Последнее, кстати, означало окончательное закрепление в России второго главного признака авторитарной системы – передачи власти в режиме личного наследования без каких-либо форм публичной состязательности. Другими словами, риск недобровольной смены правящей команды убирается не только из избирательного процесса, но и из процесса смены руководства по причинам личностнобиологического характера. Причем это произошло хотя и по инициативе правящей команды, руководствовавшейся своими личными (как выяснилось впоследствии, не совсем верными) расчетами, но все же с одобрения, по крайней мере молчаливого, всего общества. Вне зависимости от наличия институтов выборов, свободы политической организации и высказываний, общество в целом и его политический класс в особенности с конца 1990-х стали воспринимать как данность, что правящая группа не считает для себя необходимым и не будет ставить свою власть и свою судьбу в зависимость от реальных результатов неконтролируемого народного волеизъявления на всеобщих выборах.
Но дело, конечно, было не только и не столько в общественном сознании. Приблизительно тогда же стало очевидным, что в процессе постсоветской трансформации в стране так и не возникли институты, способные выполнять функции самостоятельных ветвей власти и обладающие возможностью добиваться исполнения своих решений, если те противоречат интересам или желаниям доминирующей группы. И представительные органы, и судебная система не смогли обзавестись достаточным силовым ресурсом или поддержкой, чтобы стать реальным противовесом административным органам и стихийно формировавшимся вокруг них неформальным корпорациям полукриминального толка, да и вполне криминального характера, опиравшимся на механизмы насилия. Собственно, уже в то время «строительство правового государства» превратилось, в лучшем случае, в благое пожелание, а в худшем – в лицемерное прикрытие фактического признания права силы как государствообразующего механизма.
Соответственно, любые альтернативные претенденты на власть не имели возможности опереться на сколько-нибудь работоспособные институты. Единственным для них способом создать себе реальную опору было бы выстраивание собственных организованных структур, обладающих силовым и административным ресурсом, но это заключало бы в себе риски для государственности как таковой и было отвергнуто всеми ответственными политиками и общественными деятелями. В таких условиях страна, по существу, стояла перед выбором между очевидно очень плохим и еще худшим, поскольку выбор в пользу политической конкуренции с опорой на неправовую силу, что означало бы, по сути, состояние гражданской войны, пусть и в каких-то смягченных формах, и что, скорее всего, привело бы к еще более тяжким последствиям, нежели даже те, что мы имеем сегодня перед нашими глазами.

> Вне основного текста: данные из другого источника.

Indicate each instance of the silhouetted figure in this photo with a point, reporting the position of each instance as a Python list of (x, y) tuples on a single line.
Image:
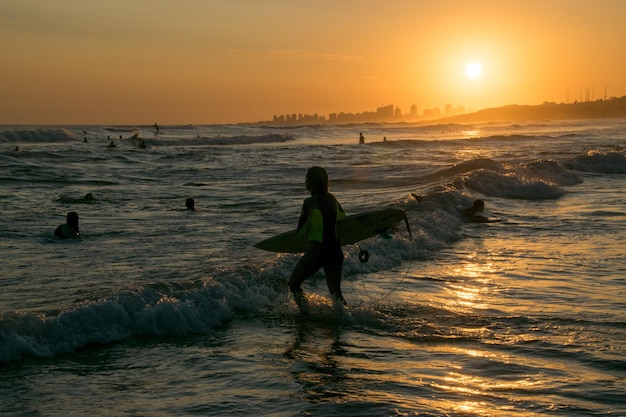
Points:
[(317, 222), (69, 230)]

Правда, некоторые считают, что в силу меньшей степени концентрации силового ресурса в центре сложившейся к тому времени политической системы она была менее управляемой, а значит – более демократичной по сравнению с ее же версией образца второй половины 2000-х гг. Учитывая, что такой взгляд достаточно часто можно встретить в среде либерально настроенной интеллигенции, хотелось бы его прокомментировать.
Это замечание действительно справедливо в той его части, которая говорит об общей слабой управляемости тогдашней социально-экономической ситуацией. Однако построить эффективную конкурентную систему на основе слабой управляемости невозможно в принципе. Власть конфликтующих друг с другом «полевых командиров» – плохая замена конкуренции команд, имеющих в той или иной мере квалифицированных управляющих сложной государственной машиной. Политический плюрализм является отражением демократических ценностей в политике лишь при ряде дополнительных условий.

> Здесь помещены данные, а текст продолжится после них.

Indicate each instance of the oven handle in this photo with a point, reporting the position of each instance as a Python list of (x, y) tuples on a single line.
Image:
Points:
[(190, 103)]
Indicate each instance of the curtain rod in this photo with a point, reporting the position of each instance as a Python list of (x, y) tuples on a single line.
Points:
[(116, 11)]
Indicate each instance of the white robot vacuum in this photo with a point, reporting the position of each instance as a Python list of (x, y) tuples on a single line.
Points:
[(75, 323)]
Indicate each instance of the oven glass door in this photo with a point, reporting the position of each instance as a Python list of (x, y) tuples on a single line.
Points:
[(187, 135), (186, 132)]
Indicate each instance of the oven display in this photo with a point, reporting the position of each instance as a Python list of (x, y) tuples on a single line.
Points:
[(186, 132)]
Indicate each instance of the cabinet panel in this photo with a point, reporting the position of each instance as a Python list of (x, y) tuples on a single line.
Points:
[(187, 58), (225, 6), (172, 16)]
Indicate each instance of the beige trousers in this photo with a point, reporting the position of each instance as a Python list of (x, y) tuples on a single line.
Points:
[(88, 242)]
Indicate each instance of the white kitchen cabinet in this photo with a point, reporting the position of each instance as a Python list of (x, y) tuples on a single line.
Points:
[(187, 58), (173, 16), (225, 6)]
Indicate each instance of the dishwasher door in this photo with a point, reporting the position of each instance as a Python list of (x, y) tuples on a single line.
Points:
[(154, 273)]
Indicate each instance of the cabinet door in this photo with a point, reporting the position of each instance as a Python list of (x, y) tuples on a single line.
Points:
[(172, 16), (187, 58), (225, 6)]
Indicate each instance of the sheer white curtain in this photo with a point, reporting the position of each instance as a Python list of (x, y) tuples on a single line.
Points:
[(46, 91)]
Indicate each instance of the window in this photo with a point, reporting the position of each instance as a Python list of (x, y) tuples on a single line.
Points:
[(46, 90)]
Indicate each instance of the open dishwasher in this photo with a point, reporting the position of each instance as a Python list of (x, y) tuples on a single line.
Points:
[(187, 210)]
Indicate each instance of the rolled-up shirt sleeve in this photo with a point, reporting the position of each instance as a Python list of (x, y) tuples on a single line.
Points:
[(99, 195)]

В первую очередь, это наличие в стране относительно эффективно работающих институтов, которые делают плюрализм не самоцелью, а силой, дисциплинирующей институты и повышающей их ответственность за происходящие в обществе процессы. И если такие институты отсутствуют, – а их не было в России образца конца 1990-х гг., как нет их и сейчас, – то все разговоры об «украденной» в 2000-е годы демократии лишаются смысла. Единственное, что остается в сухом остатке, – это то, что тогда у власти и около нее были люди, более близкие либеральной части советской интеллигенции с точки зрения ее политической культуры, идеологии и мифологии, нежели политическая команда, пришедшая им на смену в 2000-е годы. Но если оставаться на позициях добросовестного объективного анализа того, что мы имели тогда и имеем сейчас, то, на мой взгляд, нельзя не видеть, что 1990-е годы были не более чем ранней, незрелой стадией того же «периферийного авторитаризма», который приобрел более законченные формы за прошедшие тринадцать—четырнадцать лет нынешнего столетия. (О том, почему этот авторитаризм можно обозначить словом «периферийный», мы поговорим чуть позже.)
Возвращаясь к разговору о том, почему развитие политической системы в России в 1990-е годы пошло именно по этому пути, я бы хотел отметить несколько моментов, которые делали формирование в стране конкурентной модели «западного» образца крайне затруднительным и потому маловероятным вариантом развития событий.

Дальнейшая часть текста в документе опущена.